Add random layer output as part of final loss

blenderender · April 26, 2020, 9:49pm

Hi
I have a loss function that looks something like this

loss = logits + lambda * get_value_of_random_fc_neuron(neuron_index)

I use forward hooks to get the random neuron value in get_value_of_random_fc_neuron()

The issue is the gradients are same if

loss = logits or
loss = logits + lambda * get_value_of_random_fc_neuron(neuron_index)

This is because the value of neuron is a tensor without grad_fn assigned. How do i make sure the gradient is calculated for full loss.

Thanks in advance

ptrblck · April 27, 2020, 2:16am

Could you post the code you are using to select the neuron?
This dummy example seems to work:

lin = nn.Linear(2, 2, bias=False)
x = torch.randn(1, 2)
out = lin(x)
loss = out.mean()
loss.backward()
print(lin.weight.grad)

lin.zero_grad()
out = lin(x)
loss = out.mean() + lin.weight[0, 0]
loss.backward()
print(lin.weight.grad)

I haven’t tested it on more complicated models, so let me know, what the difference between your code and the example is.

blenderender · April 27, 2020, 9:30am

Hi @ptrblck

Sorry for the confusion. I m looking at model activations and not the model weights.
Heres a sample code of what i m trying to do.

Case 1

class model(nn.Module):
        def __init__():
              #init model
       def forward(self, x):
             x = self.conv1(x)
             x = self.fc1(x)
            return x


def pick_random_neuron(layer_list, index_list):
    # naive approach.
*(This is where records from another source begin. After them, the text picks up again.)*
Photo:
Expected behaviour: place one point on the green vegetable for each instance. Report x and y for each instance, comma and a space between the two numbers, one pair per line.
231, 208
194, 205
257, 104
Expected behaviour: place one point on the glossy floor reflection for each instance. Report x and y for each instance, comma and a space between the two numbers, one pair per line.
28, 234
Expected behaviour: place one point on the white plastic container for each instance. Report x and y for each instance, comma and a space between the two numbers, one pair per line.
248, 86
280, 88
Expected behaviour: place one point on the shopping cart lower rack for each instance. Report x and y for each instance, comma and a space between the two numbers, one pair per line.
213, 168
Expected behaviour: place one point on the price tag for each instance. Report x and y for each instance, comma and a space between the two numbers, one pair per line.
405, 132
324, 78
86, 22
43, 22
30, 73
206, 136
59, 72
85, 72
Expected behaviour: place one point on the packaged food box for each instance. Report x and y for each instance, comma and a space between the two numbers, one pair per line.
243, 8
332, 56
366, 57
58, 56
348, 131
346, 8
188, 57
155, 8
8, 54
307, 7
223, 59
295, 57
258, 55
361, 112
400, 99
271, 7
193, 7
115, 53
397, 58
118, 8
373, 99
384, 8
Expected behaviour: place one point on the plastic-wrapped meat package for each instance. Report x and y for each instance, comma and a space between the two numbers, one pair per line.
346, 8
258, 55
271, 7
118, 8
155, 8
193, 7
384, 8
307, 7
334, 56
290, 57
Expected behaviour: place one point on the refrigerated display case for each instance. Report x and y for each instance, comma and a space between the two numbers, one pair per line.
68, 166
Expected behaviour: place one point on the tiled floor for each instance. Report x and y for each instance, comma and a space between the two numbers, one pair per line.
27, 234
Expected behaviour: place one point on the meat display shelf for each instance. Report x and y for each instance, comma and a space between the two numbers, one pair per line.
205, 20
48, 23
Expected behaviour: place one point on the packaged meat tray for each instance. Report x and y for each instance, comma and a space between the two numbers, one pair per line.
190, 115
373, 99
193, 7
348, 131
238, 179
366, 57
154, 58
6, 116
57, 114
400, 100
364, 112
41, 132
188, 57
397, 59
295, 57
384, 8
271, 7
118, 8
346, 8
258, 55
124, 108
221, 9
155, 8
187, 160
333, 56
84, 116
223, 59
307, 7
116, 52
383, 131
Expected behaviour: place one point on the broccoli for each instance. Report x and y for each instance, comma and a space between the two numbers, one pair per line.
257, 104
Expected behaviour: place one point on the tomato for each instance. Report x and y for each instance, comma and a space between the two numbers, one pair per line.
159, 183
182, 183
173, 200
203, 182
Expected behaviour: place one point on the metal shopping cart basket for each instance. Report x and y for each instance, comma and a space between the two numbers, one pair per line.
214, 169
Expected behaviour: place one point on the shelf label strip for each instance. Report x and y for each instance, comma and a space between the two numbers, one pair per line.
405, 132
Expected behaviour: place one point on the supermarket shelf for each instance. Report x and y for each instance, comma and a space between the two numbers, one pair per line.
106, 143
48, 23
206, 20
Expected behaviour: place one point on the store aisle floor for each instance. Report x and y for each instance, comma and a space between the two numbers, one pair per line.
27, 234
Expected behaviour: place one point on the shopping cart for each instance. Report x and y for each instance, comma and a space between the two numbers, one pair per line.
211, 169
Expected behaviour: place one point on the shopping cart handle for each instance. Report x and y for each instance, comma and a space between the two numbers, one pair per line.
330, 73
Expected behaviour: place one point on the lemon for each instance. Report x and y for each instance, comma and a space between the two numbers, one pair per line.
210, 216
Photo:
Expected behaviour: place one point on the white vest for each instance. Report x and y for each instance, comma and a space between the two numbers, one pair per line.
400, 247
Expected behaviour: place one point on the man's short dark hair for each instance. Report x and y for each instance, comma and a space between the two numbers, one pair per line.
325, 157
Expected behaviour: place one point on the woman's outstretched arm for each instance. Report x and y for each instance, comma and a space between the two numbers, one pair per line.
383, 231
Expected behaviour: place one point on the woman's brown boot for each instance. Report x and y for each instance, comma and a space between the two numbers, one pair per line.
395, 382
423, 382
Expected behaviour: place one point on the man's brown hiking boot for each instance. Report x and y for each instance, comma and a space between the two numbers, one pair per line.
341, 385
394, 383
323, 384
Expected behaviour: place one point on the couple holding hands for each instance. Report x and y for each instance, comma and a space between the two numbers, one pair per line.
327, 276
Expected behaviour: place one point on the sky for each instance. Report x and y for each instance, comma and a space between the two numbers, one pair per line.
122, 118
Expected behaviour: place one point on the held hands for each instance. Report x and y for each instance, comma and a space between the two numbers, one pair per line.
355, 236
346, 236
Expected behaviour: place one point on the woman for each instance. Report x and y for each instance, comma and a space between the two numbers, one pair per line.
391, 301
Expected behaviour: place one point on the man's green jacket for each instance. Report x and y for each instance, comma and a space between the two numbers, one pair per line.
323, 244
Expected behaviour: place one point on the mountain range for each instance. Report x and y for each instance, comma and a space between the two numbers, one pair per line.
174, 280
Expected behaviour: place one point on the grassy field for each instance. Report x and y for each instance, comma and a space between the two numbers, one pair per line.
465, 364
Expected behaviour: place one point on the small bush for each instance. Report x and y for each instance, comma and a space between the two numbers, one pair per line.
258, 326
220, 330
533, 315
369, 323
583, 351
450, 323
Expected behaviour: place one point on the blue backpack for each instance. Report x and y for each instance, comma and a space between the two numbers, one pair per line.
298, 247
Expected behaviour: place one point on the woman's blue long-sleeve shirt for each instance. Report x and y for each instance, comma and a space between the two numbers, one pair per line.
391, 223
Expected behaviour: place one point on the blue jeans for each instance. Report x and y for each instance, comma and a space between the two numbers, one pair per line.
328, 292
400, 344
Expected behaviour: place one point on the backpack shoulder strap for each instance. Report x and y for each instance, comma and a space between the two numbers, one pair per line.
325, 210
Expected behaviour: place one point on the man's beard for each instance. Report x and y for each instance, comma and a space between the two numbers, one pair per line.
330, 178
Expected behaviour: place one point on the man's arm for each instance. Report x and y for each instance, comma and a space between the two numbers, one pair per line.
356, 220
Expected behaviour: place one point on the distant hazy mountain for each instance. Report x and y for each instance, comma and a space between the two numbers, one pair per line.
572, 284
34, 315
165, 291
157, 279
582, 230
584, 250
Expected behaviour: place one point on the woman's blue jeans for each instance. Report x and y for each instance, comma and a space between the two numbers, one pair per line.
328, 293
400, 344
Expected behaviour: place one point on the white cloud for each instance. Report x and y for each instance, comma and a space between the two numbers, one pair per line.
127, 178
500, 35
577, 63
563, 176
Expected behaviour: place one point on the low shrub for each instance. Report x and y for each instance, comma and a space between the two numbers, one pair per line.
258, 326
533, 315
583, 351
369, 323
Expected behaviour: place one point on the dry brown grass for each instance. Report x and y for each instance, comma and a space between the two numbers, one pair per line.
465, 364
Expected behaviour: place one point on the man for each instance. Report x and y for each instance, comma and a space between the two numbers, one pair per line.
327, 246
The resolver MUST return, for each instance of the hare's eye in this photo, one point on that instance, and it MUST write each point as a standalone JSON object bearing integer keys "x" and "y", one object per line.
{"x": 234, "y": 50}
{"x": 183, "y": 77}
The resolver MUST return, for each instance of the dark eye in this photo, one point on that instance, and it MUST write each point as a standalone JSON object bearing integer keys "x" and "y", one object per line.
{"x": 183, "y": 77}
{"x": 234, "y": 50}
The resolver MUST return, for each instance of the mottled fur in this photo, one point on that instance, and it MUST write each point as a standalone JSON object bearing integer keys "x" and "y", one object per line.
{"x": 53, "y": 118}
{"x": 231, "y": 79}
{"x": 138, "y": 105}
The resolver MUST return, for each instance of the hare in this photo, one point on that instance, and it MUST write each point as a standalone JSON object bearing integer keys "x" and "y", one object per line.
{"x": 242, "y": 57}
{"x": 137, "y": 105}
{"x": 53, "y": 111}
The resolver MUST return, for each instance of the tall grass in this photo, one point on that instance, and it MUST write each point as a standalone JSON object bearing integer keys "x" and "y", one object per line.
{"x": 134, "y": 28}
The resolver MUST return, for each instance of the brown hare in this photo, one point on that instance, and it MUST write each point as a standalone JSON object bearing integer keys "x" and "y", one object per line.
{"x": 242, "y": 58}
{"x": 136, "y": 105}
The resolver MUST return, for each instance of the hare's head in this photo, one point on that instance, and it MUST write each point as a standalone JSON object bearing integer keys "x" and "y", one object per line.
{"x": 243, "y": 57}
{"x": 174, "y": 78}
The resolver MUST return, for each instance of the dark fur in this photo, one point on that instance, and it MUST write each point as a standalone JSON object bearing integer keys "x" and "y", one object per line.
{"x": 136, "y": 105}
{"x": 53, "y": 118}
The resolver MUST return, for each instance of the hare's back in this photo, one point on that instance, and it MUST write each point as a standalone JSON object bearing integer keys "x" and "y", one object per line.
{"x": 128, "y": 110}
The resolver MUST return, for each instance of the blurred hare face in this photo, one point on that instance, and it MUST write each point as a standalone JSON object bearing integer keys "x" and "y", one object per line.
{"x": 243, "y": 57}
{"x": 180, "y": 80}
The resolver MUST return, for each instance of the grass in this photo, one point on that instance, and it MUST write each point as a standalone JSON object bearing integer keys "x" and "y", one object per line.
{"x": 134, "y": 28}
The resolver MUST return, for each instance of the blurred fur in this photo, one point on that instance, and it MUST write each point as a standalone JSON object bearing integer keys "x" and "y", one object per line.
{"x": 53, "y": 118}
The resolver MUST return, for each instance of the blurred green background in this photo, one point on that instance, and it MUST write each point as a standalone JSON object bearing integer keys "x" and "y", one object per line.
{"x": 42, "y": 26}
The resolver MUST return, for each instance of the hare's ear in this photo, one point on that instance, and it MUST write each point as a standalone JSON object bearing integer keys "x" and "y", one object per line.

Assume layer list and index list are just plain lists with layer names and corresponding list of number of neurons
    layer_name, index = random.choice((layer_list, index_list))

activation = {}
def get_activation(name):
    def hook(model, input, output):
        activation[name] = output.detach()


model.eval()
input.requires_grad = True # i want to modify input with gradients

for name, layer in model.named_modules():
    handle = layer.register_forward_hook(get_activation(name))

output = model(input)
layer_name, index= pick_random_neuron(layer_list, index_list)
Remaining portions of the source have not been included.